If the Bruins' power play slides back toward the League average in the second half, their mediocre play at even strength may not be enough to keep them in the playoff race. Among the 11 Eastern Conference teams within 45 and 51 points in the standings and battling for six playoff spots, Boston ranks seventh by goal differential, and eighth in terms of shot attempts.

Even-Strength Goal and Shot Attempt Differentials, 2015-16
Team Goal Differential Shot Attempt Differential
Carolina -14 +228
Montreal +7 +224
Tampa Bay +10 +166
Pittsburgh +10 +37
Philadelphia -3 +20
Detroit +5 +17
NY Islanders +5 -19
Boston -2 -48
New Jersey -5 -178
NY Rangers +21 -187
Ottawa -9 -240
If Boston's power play does cool off in the second half, it likely won't slide all the way down to the League average. The underlying numbers suggest the Bruins' success has been the legitimate and sustainable consequence of generating scoring opportunities, rather than the result of some lucky bounces.

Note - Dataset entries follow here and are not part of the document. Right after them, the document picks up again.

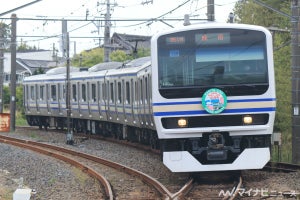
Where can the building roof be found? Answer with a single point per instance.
(130, 43)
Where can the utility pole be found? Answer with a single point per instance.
(13, 48)
(295, 68)
(210, 10)
(66, 54)
(1, 64)
(107, 33)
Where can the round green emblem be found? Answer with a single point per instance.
(214, 101)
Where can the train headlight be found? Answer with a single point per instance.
(247, 119)
(182, 122)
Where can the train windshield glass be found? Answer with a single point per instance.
(213, 58)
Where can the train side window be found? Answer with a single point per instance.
(146, 90)
(136, 92)
(94, 94)
(119, 93)
(64, 91)
(112, 100)
(53, 92)
(74, 92)
(42, 92)
(59, 91)
(83, 92)
(104, 98)
(128, 93)
(32, 92)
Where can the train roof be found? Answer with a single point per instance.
(100, 70)
(105, 66)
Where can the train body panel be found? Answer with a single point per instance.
(206, 98)
(213, 96)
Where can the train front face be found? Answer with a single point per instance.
(214, 97)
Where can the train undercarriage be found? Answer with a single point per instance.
(104, 128)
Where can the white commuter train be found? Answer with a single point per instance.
(206, 98)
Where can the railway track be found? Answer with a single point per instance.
(281, 167)
(194, 189)
(68, 155)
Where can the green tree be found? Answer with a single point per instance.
(88, 58)
(119, 56)
(249, 12)
(95, 56)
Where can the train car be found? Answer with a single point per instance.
(206, 98)
(213, 93)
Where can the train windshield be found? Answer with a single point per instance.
(234, 60)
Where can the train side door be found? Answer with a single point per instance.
(59, 98)
(48, 98)
(37, 103)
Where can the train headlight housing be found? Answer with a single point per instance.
(182, 122)
(247, 119)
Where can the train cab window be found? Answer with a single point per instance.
(42, 92)
(94, 95)
(119, 92)
(83, 92)
(53, 92)
(74, 92)
(141, 91)
(127, 93)
(32, 92)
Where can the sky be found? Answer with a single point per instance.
(123, 13)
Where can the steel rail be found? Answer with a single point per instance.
(184, 190)
(281, 167)
(146, 178)
(84, 168)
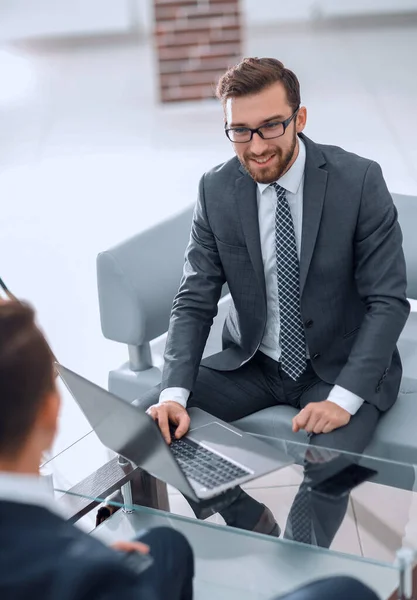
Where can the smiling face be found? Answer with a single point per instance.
(266, 160)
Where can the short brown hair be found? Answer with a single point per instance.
(26, 374)
(252, 75)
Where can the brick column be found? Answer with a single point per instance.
(196, 41)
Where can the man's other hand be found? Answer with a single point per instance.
(170, 412)
(131, 547)
(321, 417)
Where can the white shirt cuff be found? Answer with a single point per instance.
(345, 399)
(179, 395)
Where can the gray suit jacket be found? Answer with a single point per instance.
(352, 276)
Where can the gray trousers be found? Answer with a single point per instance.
(259, 384)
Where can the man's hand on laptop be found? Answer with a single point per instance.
(173, 413)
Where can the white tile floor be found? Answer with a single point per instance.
(88, 158)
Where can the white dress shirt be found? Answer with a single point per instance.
(293, 182)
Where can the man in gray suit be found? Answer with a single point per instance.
(307, 239)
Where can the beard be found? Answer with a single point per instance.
(279, 166)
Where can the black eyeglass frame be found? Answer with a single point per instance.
(257, 130)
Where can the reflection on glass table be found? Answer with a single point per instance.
(377, 518)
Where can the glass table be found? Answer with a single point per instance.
(374, 525)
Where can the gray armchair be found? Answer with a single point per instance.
(137, 281)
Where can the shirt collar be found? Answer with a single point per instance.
(27, 489)
(292, 179)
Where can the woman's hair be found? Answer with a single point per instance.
(26, 374)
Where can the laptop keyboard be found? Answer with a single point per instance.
(207, 468)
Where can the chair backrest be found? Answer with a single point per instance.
(138, 279)
(407, 217)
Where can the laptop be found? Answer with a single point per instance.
(213, 458)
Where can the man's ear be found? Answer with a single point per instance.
(301, 119)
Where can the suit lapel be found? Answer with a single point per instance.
(247, 205)
(315, 182)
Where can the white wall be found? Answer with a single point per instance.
(264, 12)
(29, 18)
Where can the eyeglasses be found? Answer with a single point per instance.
(269, 131)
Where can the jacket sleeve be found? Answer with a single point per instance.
(380, 276)
(195, 304)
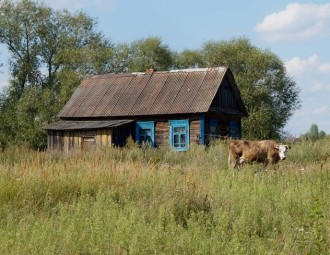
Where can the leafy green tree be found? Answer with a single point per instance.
(269, 94)
(149, 52)
(314, 133)
(50, 52)
(188, 59)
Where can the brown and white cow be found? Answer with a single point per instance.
(265, 151)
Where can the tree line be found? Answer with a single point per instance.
(51, 51)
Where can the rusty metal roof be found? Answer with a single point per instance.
(136, 94)
(79, 125)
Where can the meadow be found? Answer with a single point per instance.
(154, 201)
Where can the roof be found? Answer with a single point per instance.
(136, 94)
(79, 125)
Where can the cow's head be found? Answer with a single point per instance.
(281, 150)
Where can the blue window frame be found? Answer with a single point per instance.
(214, 125)
(235, 130)
(179, 135)
(145, 132)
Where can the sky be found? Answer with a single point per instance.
(298, 32)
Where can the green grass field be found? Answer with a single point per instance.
(154, 201)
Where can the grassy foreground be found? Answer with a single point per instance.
(134, 201)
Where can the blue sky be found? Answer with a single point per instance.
(297, 32)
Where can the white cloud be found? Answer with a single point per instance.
(295, 22)
(318, 86)
(320, 110)
(296, 65)
(325, 67)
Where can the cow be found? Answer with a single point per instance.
(264, 151)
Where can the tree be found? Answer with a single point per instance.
(50, 52)
(314, 134)
(188, 59)
(149, 52)
(268, 93)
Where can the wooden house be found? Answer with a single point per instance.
(173, 108)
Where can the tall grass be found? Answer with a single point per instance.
(148, 201)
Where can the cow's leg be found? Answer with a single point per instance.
(239, 162)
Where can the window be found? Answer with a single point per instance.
(235, 129)
(145, 132)
(179, 135)
(214, 132)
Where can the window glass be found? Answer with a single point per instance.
(179, 134)
(145, 132)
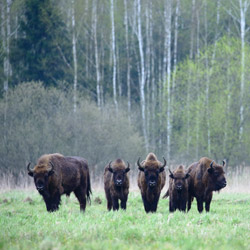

Given the relatively limited number of power plays per game, some teams can score a few lucky goals and climb to the top of the power-play percentage leaderboard without consistently gaining the zone, controlling the play and generating opportunities. That's why a look at the number of shot attempts per 60 minutes can more reliably reveal which teams are playing effectively with the man-advantage, and which have been enjoying some good bounces. Not only is Boston firmly in the former camp, it has been for several seasons.

Based on the data in the following table, Boston's turnaround occurred in the 2013-14 season, when its power play improved from being average to among the League's best. Over the past three seasons combined, only the San Jose Sharks and the Capitals have averaged more shot attempts per 60 minutes with the man-advantage than Boston. From this perspective, the Bruins' success this year was quite predictable.

Boston Bruins Power-Play Shot Attempts per 60 minutes, 2010-11 to 2015-16
Season SAT/60 Rank
2010-11 95.6 14th
2011-12 96.9 12th
2012-13 88.9 18th
2013-14 105.1 6th
2014-15 113.6 3rd
2015-16 115.4 3rd
Source: Hockey Analysis http://stats.hockeyanalysis.com
The Eastern Conference playoff race will be a tight one, and continued power-play success will be Boston's decisive factor.